Ms. Gladue, a 36-year-old mother of three from northeastern Alberta, was referred to in the murder trial as a “native” or prostitute more than 50 times by the Crown and defence. And, in an act the legal community says is without precedent in Canada, the Crown brought her preserved pelvic tissue into the courtroom as evidence of the fatal wound she suffered.
She bled to death from an 11-centimetre tear to her vagina. Her body was found in Mr. Barton’s hotel room bathtub in Edmonton. The Crown’s theory was that Mr. Barton, a trucker from Ontario, had either used a knife, intending to kill her, while she lay drunk on the bed (her blood-alcohol level was more than four times the legal limit for driving) or that he had killed her inadvertently, using his hand in a sexual act. That would amount to “unlawful act manslaughter” if the Crown could show that she did not consent to the sexual activity in question. Mr. Barton testified that he had used his hand in a sexual act to which Ms. Gladue consented and had killed her by “accident.”
None of the Supreme Court judges said anything about the victim’s pelvic tissue being brought into the courtroom as evidence. Legal observers in the Indigenous and feminist communities were highly critical of their silence. “It’s a green light for Crowns all over the country,” said Vancouver lawyer Jean Teillet, who represented Women of the Métis Nation, which intervened in the case, in an interview. “I would not be surprised to see more of it now.”
Both groups of judges were critical of the frequent references to Ms. Gladue’s race and sex work. “Her name was ‘Ms. Gladue,' not ‘native woman,’ and there was no reason why the former could not have been used consistently as a simple matter of respect,” Justice Moldaver wrote.
The majority said the jury, by acquitting Mr. Barton, had rejected the Crown’s theory about the use of a weapon. The dissenting judges (Justice Rosalie Abella and Justice Andromache co-writing, with Chief Justice Richard Wagner in support) said the whole trial had been “infected” by devastating errors, potentially affecting the jury’s reasoning on the murder charge.
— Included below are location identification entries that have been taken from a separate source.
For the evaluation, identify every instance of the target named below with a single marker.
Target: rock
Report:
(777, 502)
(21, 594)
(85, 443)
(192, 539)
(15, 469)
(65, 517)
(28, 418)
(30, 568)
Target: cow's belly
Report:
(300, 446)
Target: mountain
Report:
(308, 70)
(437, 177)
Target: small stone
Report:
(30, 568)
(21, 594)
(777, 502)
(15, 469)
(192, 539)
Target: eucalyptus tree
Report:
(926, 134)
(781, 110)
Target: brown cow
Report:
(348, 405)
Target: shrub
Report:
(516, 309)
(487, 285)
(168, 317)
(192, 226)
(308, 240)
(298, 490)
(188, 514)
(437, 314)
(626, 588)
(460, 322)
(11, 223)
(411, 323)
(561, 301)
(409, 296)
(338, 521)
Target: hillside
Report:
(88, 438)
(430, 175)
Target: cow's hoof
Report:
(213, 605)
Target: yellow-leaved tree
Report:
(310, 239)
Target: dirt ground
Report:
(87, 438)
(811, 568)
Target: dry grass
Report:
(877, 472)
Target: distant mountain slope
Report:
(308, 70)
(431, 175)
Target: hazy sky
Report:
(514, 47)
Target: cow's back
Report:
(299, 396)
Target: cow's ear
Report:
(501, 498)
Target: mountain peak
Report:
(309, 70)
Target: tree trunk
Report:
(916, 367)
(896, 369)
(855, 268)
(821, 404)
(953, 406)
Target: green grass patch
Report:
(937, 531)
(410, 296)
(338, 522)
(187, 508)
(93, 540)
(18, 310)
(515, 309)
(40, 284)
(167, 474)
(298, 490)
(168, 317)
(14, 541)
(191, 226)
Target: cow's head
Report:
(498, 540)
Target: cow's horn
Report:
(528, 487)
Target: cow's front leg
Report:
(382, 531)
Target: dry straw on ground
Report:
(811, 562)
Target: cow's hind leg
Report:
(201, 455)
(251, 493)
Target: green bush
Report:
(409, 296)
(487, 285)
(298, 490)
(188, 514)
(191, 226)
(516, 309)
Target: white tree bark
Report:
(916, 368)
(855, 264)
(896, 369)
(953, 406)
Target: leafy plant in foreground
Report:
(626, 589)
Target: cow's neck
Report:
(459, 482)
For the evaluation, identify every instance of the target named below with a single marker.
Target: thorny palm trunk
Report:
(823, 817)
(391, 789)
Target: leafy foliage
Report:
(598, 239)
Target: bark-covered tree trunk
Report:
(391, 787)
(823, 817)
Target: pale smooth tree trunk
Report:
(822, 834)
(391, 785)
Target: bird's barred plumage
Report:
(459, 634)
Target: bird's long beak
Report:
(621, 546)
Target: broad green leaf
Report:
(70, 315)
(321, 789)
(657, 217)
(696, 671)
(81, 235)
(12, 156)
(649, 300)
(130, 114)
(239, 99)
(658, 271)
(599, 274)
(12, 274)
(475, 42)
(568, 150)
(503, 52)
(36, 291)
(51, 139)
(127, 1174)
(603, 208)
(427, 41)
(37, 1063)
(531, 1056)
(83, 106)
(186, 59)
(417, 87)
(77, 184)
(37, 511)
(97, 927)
On the definition of consent, the court appeared not to break new ground, but it strongly emphasized that to claim a defence of honest but mistaken belief in consent the accused must be able to show that he took steps to ascertain consent. (Justice Moldaver renamed the defence “honest but mistaken belief in communicated consent.”)
“The law hasn’t changed,” said Megan Savard, a Toronto lawyer who represented the Criminal Lawyers’ Association, which also intervened in the case to argue against expanding the definition. “It’s just an evolution in the way we’re talking about it.” She saw the decision as positive.
Lise Gotell, a former chair of the Women’s Legal Education and Action Fund, also saw it as largely positive, though for a different reason.
“There are so many ways in which this is going to have a very positive impact on the law of Canada,” she said, mentioning the strong direction given to lower-court judges on implementing the rape-shield law and the importance of “communicated” consent rather than relying on previous sexual activity.
But she was disappointed that the court did not discuss the use of force and how it relates to consent. "There is still the question of whether the scope of consent includes the level of force. It sidesteps that.”
The court said Ms. Gladue’s “life mattered” and that the justice system failed to give her “the law’s full protection.” It encouraged judges when intructing jurors to try to dispel stereotypical assumptions about Indigenous women who do sex work, such as that they are sexual objects for male gratification or that they assume the risk of harm that befalls them.
Mr. Barton’s lawyers, Dino Bottos and Peter Sankoff, did not respond to a request for comment.